We are still over the moon that England's ancient woodland and ancient and veteran trees got the wholly exceptional protection they deserve, but the NPPF must be read as a whole. So now it is time to delve a little deeper into the changes and what they mean for our woods and trees.
The NPPF is even more focused on housing delivery. Launching it, the Secretary of State for Housing, Communities and Local Government, James Brokenshire, reiterated the Government’s aim to build 300,000 new homes a year by the mid-2020s. The new housing delivery test puts the emphasis on the number of houses delivered rather than the number of homes planned. If local planning authorities (LPAs) do not deliver this there is a threat that their plan will be deemed unsound and the ‘presumption in favour of sustainable development’ set out in the NPPF is applied – a big stick which will make it increasingly difficult for LPAs to refuse housing development.
Ancient woodland, ancient and veteran trees
The ancient woodland protection given by the revised NPPF although much stronger is still caveated: development should be refused unless there are ‘wholly exceptional’ reasons. But what are these wholly exceptional reasons? A footnote gives the example of infrastructure projects, specifically mentioning hybrid bills, a clear nod to HS2. It also says the public benefit should clearly outweigh the loss. The definition of both ‘public benefit’ and ‘infrastructure projects’ both instantly throw up clear areas of contention which will certainly be tested in the courts. We shall be arguing strongly that this must be considered at a national scale – localised benefits must not be deemed ‘wholly exceptional reasons’. Nonetheless we expect to see a dramatic reduction in the types of everyday applications that form our 'Woods under threat’ caseload and look forward to working with local authorities to ensure effective implementation.
High quality design
The Government has trumpeted that the NPPF will promote high quality design and make it easier for LPAs to refuse poor quality development. On the face of it the NPPF contains more warm words on encouraging early community engagement on design and expectations, i.e. they should be maintained rather than standards be allowed to slip as the planning process evolves. However, it remains to be seen how this emphasis on design will tally with the renewed emphasis on the delivery of housing numbers. This does little to empower LPAs when the risk associated with not delivering housing numbers is higher than the risk of not delivering good design.

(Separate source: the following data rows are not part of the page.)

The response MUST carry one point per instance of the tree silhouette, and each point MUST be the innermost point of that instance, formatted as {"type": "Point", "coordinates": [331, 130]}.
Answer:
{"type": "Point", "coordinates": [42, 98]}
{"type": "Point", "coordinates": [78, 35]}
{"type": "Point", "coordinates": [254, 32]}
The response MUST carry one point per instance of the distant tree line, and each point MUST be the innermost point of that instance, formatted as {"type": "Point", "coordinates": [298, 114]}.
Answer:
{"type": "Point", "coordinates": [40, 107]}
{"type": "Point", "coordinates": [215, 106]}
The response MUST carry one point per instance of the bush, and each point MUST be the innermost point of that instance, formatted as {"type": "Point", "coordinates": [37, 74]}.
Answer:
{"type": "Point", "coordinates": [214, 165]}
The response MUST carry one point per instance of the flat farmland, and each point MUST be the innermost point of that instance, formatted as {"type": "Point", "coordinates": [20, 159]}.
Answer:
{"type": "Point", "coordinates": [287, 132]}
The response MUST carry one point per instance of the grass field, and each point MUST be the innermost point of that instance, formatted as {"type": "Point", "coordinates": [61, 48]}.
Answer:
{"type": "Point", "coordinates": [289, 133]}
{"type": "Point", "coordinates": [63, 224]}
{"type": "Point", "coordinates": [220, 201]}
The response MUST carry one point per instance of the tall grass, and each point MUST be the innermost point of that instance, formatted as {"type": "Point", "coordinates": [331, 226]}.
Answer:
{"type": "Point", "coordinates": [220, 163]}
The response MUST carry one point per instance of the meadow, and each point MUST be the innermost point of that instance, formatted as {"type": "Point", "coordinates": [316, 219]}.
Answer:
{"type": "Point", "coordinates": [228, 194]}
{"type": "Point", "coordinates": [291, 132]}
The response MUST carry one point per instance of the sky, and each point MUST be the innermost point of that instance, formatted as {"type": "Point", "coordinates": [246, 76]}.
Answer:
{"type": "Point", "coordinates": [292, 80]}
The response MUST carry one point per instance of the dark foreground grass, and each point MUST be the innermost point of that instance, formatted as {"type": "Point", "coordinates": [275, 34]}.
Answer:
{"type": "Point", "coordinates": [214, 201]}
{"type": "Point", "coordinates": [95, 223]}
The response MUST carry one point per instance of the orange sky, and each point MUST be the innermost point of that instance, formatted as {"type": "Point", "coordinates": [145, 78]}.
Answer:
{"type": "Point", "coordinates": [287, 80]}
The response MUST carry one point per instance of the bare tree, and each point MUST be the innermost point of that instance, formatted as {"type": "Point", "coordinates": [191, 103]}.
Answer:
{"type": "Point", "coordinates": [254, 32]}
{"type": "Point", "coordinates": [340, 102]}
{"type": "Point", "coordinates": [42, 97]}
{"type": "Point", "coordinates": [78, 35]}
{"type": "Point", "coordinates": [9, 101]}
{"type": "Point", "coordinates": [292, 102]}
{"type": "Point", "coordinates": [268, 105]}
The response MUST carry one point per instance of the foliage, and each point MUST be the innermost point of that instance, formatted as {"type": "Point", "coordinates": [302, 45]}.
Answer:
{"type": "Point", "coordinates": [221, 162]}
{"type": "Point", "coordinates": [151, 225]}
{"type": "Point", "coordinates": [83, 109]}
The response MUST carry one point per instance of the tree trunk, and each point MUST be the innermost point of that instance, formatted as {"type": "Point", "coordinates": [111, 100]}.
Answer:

Likewise we are disappointed that the role of woods and trees in design has not been expanded beyond simply considering it as ‘landscaping’. The importance of urban trees was recognised in the 25 Year Environment Plan so it is especially frustrating that the NPPF did not reflect this. As the climate changes, the importance of putting woods and trees at the heart of new developments is becoming increasingly clear. That is why we especially heartened by moves from Wycombe council recently to require 25% tree cover in new developments and will be watching closely as this proposal is tested at examination.